The certified detection bound depends on the attacker modifying at most \(T\) features and requires a large \(N\) (default \(N=10,000\) in experiments) to be significant. Certification strength is linked to the sampling budget; guarantees degrade beyond \(T\) or with low budgets.
Experiments focused on text classification (SST-2/IMDb/AGNews) and jailbreak defense; image domain proof is primarily in the appendix, and cross-modal validation remains limited.

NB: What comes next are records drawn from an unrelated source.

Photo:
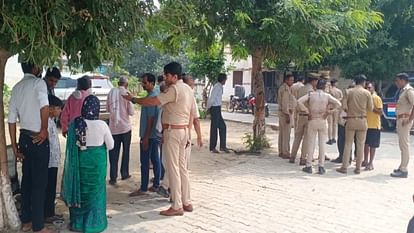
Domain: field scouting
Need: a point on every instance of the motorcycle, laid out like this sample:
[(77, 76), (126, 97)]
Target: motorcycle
[(237, 104), (252, 105)]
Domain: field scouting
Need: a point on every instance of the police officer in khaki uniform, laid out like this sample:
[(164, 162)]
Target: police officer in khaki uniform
[(287, 104), (357, 103), (405, 116), (333, 117), (302, 121), (177, 103), (318, 102)]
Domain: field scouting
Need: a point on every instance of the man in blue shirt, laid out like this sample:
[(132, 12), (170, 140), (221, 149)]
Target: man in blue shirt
[(217, 121), (149, 144)]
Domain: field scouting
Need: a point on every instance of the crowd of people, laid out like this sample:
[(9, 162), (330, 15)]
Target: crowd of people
[(168, 113), (343, 118), (315, 109)]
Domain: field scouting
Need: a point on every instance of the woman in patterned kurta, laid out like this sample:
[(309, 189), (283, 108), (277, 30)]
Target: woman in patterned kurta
[(84, 189)]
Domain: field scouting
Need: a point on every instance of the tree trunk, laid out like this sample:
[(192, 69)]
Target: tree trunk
[(9, 217), (259, 114), (3, 152)]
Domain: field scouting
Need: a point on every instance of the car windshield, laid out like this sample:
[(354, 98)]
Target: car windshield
[(66, 83), (101, 83)]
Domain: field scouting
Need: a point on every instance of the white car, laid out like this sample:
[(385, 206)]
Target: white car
[(101, 85)]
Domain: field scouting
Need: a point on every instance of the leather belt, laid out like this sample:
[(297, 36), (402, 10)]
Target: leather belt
[(28, 132), (403, 115), (354, 117), (169, 126)]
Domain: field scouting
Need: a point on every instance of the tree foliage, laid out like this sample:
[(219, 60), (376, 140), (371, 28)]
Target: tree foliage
[(389, 49), (87, 31), (140, 58), (281, 31)]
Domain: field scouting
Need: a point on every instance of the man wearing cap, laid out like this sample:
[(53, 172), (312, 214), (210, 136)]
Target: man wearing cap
[(177, 103), (29, 103), (357, 103), (405, 116), (333, 117), (302, 121), (287, 104), (318, 103), (52, 77), (120, 109)]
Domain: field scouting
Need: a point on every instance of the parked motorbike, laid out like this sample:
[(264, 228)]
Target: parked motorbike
[(252, 105)]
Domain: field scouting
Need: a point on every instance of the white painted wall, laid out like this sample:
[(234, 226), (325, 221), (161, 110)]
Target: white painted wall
[(13, 72)]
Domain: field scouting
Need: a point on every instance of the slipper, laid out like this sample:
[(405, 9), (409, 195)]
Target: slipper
[(27, 227), (53, 218), (137, 193)]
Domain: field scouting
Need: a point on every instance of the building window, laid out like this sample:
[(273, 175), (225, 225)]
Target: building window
[(237, 78)]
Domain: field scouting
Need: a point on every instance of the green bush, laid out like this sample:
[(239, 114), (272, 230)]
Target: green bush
[(255, 144)]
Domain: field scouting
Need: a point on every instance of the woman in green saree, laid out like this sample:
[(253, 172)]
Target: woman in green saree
[(84, 187)]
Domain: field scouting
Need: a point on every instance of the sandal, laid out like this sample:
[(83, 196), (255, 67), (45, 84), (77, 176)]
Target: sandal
[(27, 227), (56, 217), (137, 193)]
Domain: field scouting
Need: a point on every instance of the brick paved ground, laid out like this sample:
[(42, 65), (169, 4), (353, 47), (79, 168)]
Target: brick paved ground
[(234, 193)]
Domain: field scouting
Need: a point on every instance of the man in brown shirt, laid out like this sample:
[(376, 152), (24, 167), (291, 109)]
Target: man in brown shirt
[(287, 103), (301, 123), (333, 117), (358, 102), (177, 103), (318, 102), (405, 116)]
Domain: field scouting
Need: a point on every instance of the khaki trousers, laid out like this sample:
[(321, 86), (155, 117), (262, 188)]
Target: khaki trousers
[(176, 166), (284, 135), (301, 126), (333, 125), (188, 154), (360, 136), (165, 181), (404, 142), (317, 126)]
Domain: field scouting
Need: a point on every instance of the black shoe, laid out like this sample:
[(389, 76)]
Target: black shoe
[(163, 192), (225, 150), (337, 160), (321, 170), (399, 174), (307, 170), (214, 151)]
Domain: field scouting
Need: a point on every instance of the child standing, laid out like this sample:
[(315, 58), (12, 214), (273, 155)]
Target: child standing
[(55, 108)]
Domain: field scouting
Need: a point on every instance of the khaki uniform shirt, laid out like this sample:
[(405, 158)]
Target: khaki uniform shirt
[(337, 93), (285, 99), (177, 104), (406, 100), (295, 88), (318, 102), (358, 102)]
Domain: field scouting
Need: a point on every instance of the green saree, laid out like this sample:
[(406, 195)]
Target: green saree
[(84, 187)]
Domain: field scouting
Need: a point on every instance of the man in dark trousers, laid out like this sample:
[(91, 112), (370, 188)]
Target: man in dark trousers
[(217, 121), (29, 103)]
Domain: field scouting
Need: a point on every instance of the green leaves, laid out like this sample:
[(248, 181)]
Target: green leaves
[(98, 30)]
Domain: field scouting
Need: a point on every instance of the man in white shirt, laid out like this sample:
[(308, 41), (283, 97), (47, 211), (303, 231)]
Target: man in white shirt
[(217, 121), (29, 103), (120, 109)]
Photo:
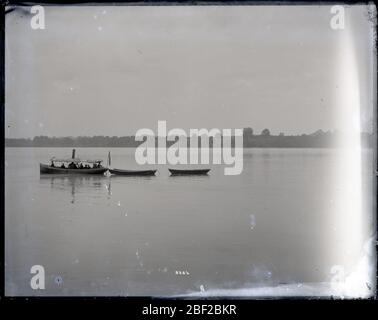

vs. Shapley Values: Shapley is the gold standard but requires extensive perturbation queries to ensembles and lacks security guarantees. Ours reuses byproducts for near-zero cost, is proven order-consistent with Shapley, and adds certification against explanation-preservation attacks.
vs. LIME: LIME also requires thousands of queries, and its faithfulness on attacked samples is much lower (0.280 vs. Ours 0.980 on IMDb adversarial 10%). Ours leads in both efficiency and faithfulness.
vs. Existing Robust Attribution Theory: Prior works (Wang & Kong 2024, Lin 2023, etc.) are mostly limited to prediction-preservation attacks. This paper is the first to provide certified detection bounds for explanation-preservation attacks.

Rating¶

Novelty: ⭐⭐⭐⭐⭐ Transforming random subspace byproducts into efficient Shapley-style attribution and certifying explanation-preservation attacks is a novel angle.
Experimental Thoroughness: ⭐⭐⭐⭐ Covers backdoor, adversarial, and jailbreak attacks with certified detection, though many comparison details are in the appendix.
Writing Quality: ⭐⭐⭐⭐ Definitions and property derivations are clear, though the certification theorem is dense and requires the appendix for full understanding.
Value: ⭐⭐⭐⭐⭐ Provides an affordable and provable explanation tool for security-critical random subspace defenses, offering high practical utility.